But in San Francisco, at the peak of his fame and influence, his life began to unravel. Though he eventually sobered up through AA, his second wife filed for separation in 1965 (and for divorce in 1966). Soon Pike was openly living with another woman, who later committed suicide after a fight with him. Growing more radical, Pike now actively argued against the Virgin Birth, the Trinity, and the Incarnation. Heresy procedures were begun in 1962, '64, '65, and '66, growing in intensity, but each time the church decided it was not in the denomination's best interest to pursue a heresy trial. The church's reluctance to try the openly heretical Pike demonstrates the demise of this instrument of denominational adjudication.
Pike stepped down as bishop of Northern California in 1966, the same year his son committed suicide. This led to his explorations of séances as a means of talking to his son. Pike was becoming an embarrassment to the church. After the death of his lover, he partnered with Diane Kennedy, a woman he had already been sleeping with, who was 29 when the 55-year-old Pike first hooked up with her.
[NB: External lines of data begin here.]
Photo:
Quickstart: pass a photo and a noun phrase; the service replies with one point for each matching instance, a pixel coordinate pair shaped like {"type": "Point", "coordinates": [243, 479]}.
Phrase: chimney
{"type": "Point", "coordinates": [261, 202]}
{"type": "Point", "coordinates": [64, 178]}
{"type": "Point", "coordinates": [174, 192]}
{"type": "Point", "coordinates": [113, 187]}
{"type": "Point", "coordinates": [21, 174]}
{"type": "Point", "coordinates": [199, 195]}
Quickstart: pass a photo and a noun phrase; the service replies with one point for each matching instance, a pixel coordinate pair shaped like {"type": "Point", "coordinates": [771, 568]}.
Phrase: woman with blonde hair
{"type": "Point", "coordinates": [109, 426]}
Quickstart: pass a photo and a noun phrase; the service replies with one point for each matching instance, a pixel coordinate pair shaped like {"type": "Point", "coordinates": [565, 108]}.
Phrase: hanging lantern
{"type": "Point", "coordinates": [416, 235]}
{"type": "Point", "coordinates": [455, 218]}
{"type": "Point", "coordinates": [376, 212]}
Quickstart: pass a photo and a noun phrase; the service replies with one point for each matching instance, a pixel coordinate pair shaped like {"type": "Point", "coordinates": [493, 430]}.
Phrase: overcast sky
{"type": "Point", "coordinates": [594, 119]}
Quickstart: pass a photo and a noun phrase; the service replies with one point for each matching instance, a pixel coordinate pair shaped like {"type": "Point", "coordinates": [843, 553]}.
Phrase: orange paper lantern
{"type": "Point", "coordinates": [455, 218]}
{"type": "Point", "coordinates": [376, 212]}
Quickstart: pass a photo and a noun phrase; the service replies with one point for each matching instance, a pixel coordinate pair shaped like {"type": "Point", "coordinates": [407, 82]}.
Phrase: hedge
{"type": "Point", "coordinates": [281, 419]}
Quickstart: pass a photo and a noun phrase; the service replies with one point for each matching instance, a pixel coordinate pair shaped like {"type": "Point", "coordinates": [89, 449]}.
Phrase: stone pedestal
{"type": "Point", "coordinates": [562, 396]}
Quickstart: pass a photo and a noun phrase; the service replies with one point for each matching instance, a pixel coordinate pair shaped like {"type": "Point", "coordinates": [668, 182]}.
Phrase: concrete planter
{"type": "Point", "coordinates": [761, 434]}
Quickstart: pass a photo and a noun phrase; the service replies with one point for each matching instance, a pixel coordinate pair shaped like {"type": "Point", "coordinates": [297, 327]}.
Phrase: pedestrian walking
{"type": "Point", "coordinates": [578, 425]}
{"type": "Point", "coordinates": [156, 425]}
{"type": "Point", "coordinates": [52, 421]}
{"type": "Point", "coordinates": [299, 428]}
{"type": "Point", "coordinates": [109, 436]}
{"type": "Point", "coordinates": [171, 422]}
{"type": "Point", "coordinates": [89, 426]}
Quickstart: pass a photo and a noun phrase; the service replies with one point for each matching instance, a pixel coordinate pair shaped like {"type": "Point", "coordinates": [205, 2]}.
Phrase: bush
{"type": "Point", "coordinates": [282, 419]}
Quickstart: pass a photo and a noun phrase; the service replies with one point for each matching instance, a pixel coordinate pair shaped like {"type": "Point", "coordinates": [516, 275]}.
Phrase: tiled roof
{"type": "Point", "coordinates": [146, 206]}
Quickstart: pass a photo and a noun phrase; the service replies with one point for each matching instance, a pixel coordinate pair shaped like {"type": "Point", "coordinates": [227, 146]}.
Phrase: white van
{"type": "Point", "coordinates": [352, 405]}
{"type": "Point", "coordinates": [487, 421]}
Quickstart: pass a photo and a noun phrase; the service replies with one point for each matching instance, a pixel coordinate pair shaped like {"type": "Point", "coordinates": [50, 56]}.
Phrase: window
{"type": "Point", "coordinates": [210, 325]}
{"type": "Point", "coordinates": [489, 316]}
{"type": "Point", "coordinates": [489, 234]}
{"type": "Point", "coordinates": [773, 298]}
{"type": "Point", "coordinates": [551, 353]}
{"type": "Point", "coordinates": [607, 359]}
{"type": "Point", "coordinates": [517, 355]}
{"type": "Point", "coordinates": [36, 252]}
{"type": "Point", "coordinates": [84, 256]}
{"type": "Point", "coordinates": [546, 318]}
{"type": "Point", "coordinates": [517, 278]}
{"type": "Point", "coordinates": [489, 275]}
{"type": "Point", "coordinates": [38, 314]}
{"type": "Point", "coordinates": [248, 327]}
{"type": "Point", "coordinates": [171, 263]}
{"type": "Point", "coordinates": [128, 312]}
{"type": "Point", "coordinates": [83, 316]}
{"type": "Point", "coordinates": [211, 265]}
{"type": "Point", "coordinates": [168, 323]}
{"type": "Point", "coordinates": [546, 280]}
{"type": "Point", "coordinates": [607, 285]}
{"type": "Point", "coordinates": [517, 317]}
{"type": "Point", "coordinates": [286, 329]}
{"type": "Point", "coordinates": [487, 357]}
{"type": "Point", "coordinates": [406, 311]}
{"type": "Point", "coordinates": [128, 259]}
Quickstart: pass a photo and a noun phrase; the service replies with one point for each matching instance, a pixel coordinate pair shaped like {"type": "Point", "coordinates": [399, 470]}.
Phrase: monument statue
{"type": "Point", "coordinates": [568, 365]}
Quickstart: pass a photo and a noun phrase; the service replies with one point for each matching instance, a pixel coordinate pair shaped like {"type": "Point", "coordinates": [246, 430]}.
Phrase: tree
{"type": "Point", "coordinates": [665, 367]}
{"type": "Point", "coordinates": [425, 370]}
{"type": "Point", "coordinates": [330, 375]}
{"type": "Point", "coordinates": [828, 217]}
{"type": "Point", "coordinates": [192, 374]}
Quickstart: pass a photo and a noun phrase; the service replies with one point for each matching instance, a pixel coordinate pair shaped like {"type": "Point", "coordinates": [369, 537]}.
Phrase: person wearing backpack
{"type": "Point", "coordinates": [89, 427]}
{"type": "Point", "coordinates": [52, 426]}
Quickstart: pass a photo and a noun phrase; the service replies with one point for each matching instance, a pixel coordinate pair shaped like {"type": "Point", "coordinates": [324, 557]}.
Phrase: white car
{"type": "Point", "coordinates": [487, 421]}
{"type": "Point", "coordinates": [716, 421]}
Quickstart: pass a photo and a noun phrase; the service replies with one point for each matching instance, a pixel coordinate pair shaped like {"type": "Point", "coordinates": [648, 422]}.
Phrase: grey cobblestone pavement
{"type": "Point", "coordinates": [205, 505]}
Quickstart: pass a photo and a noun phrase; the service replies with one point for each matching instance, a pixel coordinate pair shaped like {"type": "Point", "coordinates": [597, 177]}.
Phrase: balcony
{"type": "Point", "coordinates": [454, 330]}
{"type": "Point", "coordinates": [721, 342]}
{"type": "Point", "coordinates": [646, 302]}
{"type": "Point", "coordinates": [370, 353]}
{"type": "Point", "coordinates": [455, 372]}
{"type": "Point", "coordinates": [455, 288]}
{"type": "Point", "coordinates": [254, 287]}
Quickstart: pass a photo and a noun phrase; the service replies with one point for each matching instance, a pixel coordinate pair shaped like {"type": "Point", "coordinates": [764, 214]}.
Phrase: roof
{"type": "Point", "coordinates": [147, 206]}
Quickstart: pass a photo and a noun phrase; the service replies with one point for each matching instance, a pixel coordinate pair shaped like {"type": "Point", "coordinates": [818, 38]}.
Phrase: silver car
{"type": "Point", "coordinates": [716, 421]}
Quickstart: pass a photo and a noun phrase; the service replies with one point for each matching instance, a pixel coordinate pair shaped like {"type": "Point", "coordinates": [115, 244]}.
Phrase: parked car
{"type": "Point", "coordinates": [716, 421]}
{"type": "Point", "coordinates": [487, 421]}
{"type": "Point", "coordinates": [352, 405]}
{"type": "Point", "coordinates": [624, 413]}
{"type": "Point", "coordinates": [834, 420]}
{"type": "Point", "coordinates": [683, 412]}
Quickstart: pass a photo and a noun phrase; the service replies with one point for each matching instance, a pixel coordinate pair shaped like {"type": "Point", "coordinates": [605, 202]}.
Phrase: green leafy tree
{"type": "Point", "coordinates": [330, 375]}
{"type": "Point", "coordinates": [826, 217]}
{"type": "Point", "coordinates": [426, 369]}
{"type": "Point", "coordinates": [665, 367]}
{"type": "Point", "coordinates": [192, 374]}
When his marriage to her in December 1968 led to church discipline—once again, one of the issues at stake was the means by which he arranged an annulment, in this case of his second marriage—he broke with his denomination entirely, claiming that the church was hopelessly out of date.
Pike and his new wife found a warrant for their position in a line from an Essene text translated from the Dead Sea Scrolls: "This is the time for the clearing of the way into the wilderness." As Robertson observes, "This declaration by 1969 had become a personal rallying cry for the couple as they disassociated themselves from institutional religion and a conventional livelihood, and proposed to study in Israel a historical Jesus far different from the accepted view of most of Christianity." In April of 1969, while Pike and his wife were driving to Qumran, they got lost and their car became stuck in the dirt. After ten hours of walking, Diane made it out. Five days later the bishop's body was found.